(Natalia Aspesi – la Repubblica) – (…) Ho voluto rivedere più volte gli attimi, meno di un secondo, delle immagini incriminate e ho visto: una ragazza carina con microfono, jeans e giubbino, raccontare la fine della partita Empoli-Fiorentina all’uscita, un gruppo di tifosi maschi come sempre eccitati correre via, e il più arrabbiato, immagino io, per la sconfitta della sua squadra ha sfiorato con la mano sinistra la natica destra della giovane cronista che, sorpresa per un secondo, da brava professionista ha continuato il suo lavoro.

Bisognerebbe anche ricordare che il tifoso non è solitamente maestro di bon ton, e ne fa anche di molto peggio: e al massimo gli fanno una sgridatina e via. Io sto ovviamente con la collega, ma non col clamore che ha suscitato, non meno indignato (ma mi auguro più brevemente) di quando un reporter viene ucciso sul suo lavoro, come purtroppo capita.

Ho letto e sentito i soliti sfregi all’italiano, per esempio definire schiaffo (che si riferisce solo al volto) la manata sul sedere, chiamare “parti intime” le natiche valorizzate dai jeans quindi non particolarmente occultate, definire “palpeggiamento” un tocco veloce e paragonarlo a un “crimine”.

C’è chi mi ha scritto come uomo “di sentire il dovere di proteggere le sue donne” (non so le altre), guai se capitasse loro una cosa così, saprebbero cosa fare! A parte che le donne sono in grado di difendersi, malgrado la moda, del resto già alla fine, del vittimismo: decenni fa quando ventenni sui tram affollati una mano o altro sul sedere era abituale, ci eravamo allenate con un famoso colpo di fianco che provocava mugolii al malcapitato villano e stroncava ogni suo maldestro tentativo di sopruso.

Forse eravamo più forti, forse più cattive, forse persino più allegre.
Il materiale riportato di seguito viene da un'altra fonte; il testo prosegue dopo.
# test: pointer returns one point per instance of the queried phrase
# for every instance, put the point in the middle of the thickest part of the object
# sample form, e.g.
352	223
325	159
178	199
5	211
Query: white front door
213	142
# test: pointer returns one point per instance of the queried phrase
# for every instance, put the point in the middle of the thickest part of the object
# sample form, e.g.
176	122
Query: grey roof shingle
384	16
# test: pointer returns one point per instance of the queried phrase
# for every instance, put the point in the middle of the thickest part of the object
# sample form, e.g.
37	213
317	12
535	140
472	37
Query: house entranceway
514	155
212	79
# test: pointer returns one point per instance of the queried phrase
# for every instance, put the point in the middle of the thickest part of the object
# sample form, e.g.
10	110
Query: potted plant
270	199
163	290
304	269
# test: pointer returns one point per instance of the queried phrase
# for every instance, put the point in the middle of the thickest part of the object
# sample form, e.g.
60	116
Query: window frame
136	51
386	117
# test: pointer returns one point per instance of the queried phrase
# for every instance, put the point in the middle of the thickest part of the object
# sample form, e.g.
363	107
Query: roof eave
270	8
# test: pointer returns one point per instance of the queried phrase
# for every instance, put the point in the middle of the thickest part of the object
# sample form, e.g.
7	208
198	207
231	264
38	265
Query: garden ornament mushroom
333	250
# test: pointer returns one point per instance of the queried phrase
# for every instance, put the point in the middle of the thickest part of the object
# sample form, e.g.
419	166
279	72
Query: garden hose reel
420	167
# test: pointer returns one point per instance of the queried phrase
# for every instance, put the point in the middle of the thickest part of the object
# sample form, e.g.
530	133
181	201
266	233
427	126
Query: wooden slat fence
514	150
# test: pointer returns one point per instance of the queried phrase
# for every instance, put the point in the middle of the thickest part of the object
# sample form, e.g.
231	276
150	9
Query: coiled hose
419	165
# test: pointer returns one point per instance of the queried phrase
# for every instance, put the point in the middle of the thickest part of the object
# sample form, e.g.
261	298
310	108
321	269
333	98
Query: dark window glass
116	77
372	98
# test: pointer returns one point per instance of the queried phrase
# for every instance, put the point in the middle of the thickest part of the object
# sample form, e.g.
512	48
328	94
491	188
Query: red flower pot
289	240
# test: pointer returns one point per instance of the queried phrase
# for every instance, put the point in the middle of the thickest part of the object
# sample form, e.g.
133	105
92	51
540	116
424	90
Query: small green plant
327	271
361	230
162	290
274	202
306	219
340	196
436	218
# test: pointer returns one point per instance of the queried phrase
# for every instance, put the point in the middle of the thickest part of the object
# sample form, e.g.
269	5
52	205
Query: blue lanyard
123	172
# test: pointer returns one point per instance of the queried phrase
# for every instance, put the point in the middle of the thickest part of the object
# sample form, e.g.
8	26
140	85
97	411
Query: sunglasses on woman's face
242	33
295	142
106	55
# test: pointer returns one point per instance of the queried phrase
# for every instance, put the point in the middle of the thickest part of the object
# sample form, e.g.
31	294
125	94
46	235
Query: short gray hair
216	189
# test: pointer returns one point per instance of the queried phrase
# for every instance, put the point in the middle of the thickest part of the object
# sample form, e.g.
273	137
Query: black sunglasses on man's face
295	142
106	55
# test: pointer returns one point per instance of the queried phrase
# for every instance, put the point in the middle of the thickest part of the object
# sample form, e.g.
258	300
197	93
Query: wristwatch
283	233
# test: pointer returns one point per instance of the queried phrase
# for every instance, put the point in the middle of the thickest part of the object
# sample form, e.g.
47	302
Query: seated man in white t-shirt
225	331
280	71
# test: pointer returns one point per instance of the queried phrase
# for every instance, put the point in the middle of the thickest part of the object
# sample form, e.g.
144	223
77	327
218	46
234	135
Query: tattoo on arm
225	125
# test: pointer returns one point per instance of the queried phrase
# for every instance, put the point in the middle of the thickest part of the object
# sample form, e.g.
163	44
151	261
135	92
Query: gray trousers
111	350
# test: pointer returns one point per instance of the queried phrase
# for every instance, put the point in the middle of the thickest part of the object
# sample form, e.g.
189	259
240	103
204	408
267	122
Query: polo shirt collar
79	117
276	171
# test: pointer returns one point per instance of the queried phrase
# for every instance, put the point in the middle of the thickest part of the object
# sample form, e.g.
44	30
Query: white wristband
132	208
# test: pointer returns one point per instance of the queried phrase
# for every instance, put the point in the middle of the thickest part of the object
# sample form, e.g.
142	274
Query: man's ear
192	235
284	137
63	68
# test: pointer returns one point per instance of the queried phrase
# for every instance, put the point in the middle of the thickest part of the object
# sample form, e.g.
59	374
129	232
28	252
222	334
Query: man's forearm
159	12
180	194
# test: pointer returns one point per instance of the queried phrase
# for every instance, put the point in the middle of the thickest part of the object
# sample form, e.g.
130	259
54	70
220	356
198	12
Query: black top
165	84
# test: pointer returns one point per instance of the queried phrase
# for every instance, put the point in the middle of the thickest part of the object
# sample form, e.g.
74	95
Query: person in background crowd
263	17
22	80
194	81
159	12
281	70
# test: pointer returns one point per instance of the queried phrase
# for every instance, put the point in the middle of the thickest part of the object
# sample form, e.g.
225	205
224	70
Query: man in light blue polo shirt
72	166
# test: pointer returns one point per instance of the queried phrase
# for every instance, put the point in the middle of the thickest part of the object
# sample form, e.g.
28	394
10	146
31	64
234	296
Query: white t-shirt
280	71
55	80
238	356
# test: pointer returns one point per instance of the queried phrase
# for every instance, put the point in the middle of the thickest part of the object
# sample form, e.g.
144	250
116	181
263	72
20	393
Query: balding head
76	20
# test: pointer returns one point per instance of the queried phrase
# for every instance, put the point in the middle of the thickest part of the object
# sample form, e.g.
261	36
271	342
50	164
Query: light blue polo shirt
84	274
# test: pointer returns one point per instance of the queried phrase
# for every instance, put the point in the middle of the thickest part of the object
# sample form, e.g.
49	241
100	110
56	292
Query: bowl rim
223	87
Per cui mi dispiace io, e spero non solo io, oggi voglio fare la differenza tra offesa e crimine e penso che una mano sul sedere esiga delle scuse ma non meriti l’ergastolo, anche perché penso che nel tempo del fattaccio tre persone morivano sul lavoro. Tutti ad occuparsi di quel sedere, nessuno di quei tre morti. Quindi grazie Repubblica, che non sempre mi piaci, per aver osato ricordarcelo e farci provare vergogna.